1.2 It is the responsibility of the licence holder to inform the HFEA if the person responsible is unable to perform their duties. Where the centre no longer has a person responsible, the licence holder should seek the advice of the HFEA as soon as possible on continuing to provide licensable activities. Either the person responsible or the licence holder may apply for a licence or for its variation or revocation. However, only the licence holder may apply to a licence committee to vary a licence in order to designate another individual to be the person responsible.
Qualifications for the role of the person responsible
1.3 The person responsible should have enough understanding of the scientific, medical, legal, social, ethical and other aspects of the centre’s work to be able to supervise its activities properly. It is also important that the person responsible possesses integrity, and managerial authority and capability.
1.4 The HFEA expects the person responsible to take any necessary specialist advice to allow them to run the centre professionally.

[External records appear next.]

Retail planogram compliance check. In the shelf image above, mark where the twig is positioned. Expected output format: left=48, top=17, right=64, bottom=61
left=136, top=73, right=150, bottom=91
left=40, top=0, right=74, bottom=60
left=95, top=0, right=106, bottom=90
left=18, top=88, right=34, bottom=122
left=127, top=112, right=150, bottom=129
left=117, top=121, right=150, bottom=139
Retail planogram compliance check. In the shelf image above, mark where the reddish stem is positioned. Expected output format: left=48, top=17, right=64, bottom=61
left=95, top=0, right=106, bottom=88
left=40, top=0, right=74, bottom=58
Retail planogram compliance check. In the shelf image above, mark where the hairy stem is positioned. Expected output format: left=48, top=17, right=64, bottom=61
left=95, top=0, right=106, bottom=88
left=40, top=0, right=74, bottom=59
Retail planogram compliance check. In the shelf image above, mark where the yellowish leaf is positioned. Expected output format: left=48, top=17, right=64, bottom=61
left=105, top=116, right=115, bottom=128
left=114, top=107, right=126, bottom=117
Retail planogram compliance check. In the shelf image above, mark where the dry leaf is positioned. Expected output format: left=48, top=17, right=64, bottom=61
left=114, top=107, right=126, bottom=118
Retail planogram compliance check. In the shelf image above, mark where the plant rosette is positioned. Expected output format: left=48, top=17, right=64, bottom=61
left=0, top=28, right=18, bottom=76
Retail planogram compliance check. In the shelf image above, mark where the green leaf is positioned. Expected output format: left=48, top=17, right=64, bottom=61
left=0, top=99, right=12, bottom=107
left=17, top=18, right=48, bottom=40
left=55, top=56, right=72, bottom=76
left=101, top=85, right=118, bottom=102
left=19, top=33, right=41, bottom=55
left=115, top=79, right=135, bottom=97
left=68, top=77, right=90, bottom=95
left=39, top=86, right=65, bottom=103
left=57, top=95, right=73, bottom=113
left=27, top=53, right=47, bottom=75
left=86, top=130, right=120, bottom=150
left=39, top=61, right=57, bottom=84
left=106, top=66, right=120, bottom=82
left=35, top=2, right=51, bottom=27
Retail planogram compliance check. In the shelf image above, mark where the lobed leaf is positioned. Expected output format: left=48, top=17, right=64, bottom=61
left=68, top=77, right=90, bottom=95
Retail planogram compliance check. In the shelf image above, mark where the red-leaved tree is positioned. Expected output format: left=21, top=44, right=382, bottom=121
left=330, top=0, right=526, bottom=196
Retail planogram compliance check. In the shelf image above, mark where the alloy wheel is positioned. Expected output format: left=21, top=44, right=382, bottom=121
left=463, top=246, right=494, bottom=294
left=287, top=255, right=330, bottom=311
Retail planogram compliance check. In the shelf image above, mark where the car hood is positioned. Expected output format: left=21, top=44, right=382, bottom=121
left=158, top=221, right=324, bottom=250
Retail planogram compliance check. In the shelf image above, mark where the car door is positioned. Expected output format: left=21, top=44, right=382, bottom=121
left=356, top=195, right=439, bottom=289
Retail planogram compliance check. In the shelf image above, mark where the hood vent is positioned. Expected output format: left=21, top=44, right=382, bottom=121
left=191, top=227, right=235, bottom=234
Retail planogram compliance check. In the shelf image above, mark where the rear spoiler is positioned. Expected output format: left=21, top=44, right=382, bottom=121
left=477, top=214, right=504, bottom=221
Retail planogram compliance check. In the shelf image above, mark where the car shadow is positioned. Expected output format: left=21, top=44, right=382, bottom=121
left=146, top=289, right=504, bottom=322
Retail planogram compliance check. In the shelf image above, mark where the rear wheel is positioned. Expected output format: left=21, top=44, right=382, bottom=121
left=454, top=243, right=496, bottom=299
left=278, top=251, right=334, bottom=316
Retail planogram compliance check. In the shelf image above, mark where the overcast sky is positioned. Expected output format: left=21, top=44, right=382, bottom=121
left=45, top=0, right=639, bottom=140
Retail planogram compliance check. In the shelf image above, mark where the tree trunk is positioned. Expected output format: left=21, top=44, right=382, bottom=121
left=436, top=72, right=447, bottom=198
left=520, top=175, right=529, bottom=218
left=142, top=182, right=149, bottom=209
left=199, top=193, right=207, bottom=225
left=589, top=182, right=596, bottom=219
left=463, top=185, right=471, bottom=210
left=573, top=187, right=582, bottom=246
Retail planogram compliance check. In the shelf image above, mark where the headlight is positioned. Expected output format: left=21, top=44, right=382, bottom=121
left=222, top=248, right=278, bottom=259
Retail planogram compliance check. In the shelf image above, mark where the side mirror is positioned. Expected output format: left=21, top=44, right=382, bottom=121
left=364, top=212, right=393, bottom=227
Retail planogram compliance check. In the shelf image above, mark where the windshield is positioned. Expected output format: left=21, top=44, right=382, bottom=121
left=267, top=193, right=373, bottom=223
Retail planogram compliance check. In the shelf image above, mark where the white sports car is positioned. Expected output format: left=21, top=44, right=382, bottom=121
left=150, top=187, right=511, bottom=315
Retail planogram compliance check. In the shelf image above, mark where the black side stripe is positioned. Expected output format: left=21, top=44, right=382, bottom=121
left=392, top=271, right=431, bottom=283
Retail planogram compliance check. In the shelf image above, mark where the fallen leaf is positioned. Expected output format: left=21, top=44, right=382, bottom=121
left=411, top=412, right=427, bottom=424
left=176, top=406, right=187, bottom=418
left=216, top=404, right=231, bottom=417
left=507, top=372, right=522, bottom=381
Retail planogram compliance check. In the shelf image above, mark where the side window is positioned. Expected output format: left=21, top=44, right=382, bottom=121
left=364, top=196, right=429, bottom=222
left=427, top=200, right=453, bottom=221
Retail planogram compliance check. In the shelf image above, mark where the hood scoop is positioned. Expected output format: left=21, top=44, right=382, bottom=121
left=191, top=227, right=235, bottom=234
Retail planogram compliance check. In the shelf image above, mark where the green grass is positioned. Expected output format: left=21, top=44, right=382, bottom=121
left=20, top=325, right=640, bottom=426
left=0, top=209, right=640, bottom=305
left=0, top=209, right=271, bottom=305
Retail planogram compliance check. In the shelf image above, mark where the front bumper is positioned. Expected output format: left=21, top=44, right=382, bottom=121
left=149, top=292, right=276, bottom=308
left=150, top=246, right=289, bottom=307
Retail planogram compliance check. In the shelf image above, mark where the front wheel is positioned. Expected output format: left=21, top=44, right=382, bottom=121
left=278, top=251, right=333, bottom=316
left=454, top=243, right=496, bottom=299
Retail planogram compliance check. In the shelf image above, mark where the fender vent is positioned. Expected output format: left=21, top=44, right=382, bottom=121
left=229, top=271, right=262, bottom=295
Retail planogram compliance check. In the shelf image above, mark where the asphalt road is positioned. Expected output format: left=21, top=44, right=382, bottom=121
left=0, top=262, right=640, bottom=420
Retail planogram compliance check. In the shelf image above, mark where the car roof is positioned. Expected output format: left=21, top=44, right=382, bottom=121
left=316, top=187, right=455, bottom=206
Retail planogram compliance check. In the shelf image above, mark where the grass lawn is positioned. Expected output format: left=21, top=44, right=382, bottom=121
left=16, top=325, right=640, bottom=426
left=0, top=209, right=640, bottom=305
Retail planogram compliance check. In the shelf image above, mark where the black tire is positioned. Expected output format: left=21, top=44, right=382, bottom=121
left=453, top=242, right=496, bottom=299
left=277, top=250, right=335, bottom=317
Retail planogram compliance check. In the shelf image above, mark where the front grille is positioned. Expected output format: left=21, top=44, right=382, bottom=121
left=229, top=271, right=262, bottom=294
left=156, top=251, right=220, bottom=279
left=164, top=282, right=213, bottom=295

Responsibilities of the person responsible
1B Interpretation of mandatory requirements
The person responsible is ultimately responsible for ensuring that all licensed activities are conducted with proper regard for the regulatory framework that governs treatment and research involving gametes or embryos.
1.5 The role of the person responsible should include:
a maintaining an up-to-date awareness and understanding of legal obligations
b responding promptly to requests for information and documents from the HFEA
c co-operating fully with inspections and investigations by the HFEA or other agencies responsible for law enforcement, regulation or healthcare, and
d informing the HFEA of any change to their professional registration.